Thursday, October 4, 2007

L.L.Bean and the "Desert of Maine"






One simply cannot go to Maine without visiting the merchant of Maine – Leon Leonwood Bean – who practically commands the entirety of the town of Freeport, Maine. The rest of the town clings on to Bean's coattails – there's a Lenox outlet, a Tommy Hilfiger outlet, a Brooks Brothers outlet, and on and on . . .

We ate lunch at the Azure Café' just two doors up the street (from L.L.Bean). After I took a picture of Clara in the outdoor café' setting, and she one of me, a gentleman from a nearby table came over and offered to take this one of us together, saying that he had seen what we were doing and that he and his wife had many pictures of one or the other, but few of them together . . .

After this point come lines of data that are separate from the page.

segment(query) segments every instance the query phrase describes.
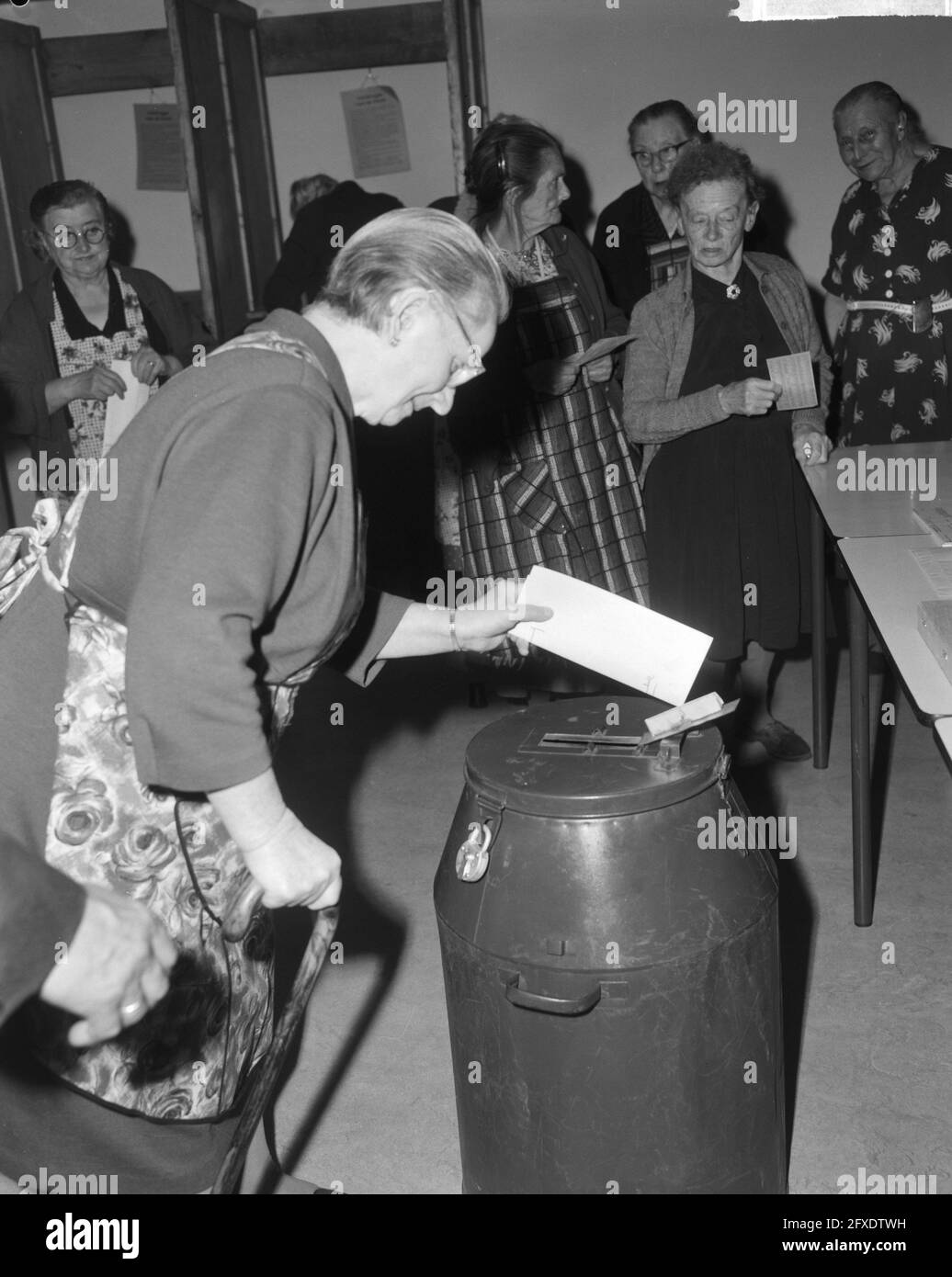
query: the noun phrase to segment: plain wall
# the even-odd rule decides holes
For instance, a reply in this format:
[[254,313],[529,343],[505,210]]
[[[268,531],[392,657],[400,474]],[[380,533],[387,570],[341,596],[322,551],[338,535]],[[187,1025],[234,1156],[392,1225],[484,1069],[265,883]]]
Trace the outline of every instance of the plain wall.
[[[378,8],[350,4],[348,9]],[[825,268],[829,229],[850,175],[840,163],[829,114],[847,88],[886,79],[921,112],[935,140],[952,143],[952,20],[863,18],[741,23],[731,0],[483,0],[492,111],[518,111],[558,134],[590,186],[589,220],[636,181],[626,125],[641,106],[680,97],[696,107],[719,92],[736,98],[794,98],[797,137],[730,134],[772,178],[790,216],[787,249],[808,280]],[[327,0],[254,0],[261,17],[330,11]],[[0,17],[31,22],[43,36],[91,34],[165,24],[161,0],[73,0],[4,6]],[[405,203],[429,203],[454,189],[449,96],[443,64],[377,70],[404,105],[406,174],[365,179]],[[288,188],[326,171],[353,176],[340,91],[363,72],[288,75],[267,80],[275,169],[288,230]],[[137,240],[135,264],[173,287],[198,287],[188,199],[178,192],[135,190],[133,102],[170,101],[171,89],[56,98],[55,117],[68,175],[96,181],[123,212]],[[776,220],[776,208],[765,216]]]
[[[795,98],[797,137],[725,134],[773,179],[792,225],[787,249],[813,283],[851,174],[831,111],[854,84],[889,82],[934,140],[952,144],[952,19],[854,18],[741,23],[731,0],[483,0],[489,106],[537,119],[562,139],[599,212],[638,171],[627,124],[650,102]],[[776,209],[764,209],[776,218]],[[594,222],[587,225],[594,230]]]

Before leaving the Azure we inquired about the meaning and origin of the name "Azure," knowing already that it was a shade of blue, but curious since the subtitle was "An Italian Café'" and doubting that "Azure" had any connection to the Italian language. We were assured that it was indeed Italian, and probably Spanish as well; however, a later check with Etymology Online revealed that it was from Old French around the 1300's, as a corruption of an Arabic phrase describing "lapis lazuli," the stone with the blue color.

It's getting interesting to compare our morning plans with our afternoon outcomes – so far this week they have not even come close – not even once. But fate is sometimes fortuituous – our camping spot for the evening had an unexpected surprise – a spot of honest-to-God sandy desert right in the midst of all the trees and dense vegetation of Maine. So the story goes, a glacier cut through here some 20,000 or so years ago and left behind some glacial debris in the form of about a hundred acres of pure sand dunes – ain't that sumpin'?

As a final topper to it all, we find the most colorful tree we've seen to date, right on the edge of all that sand!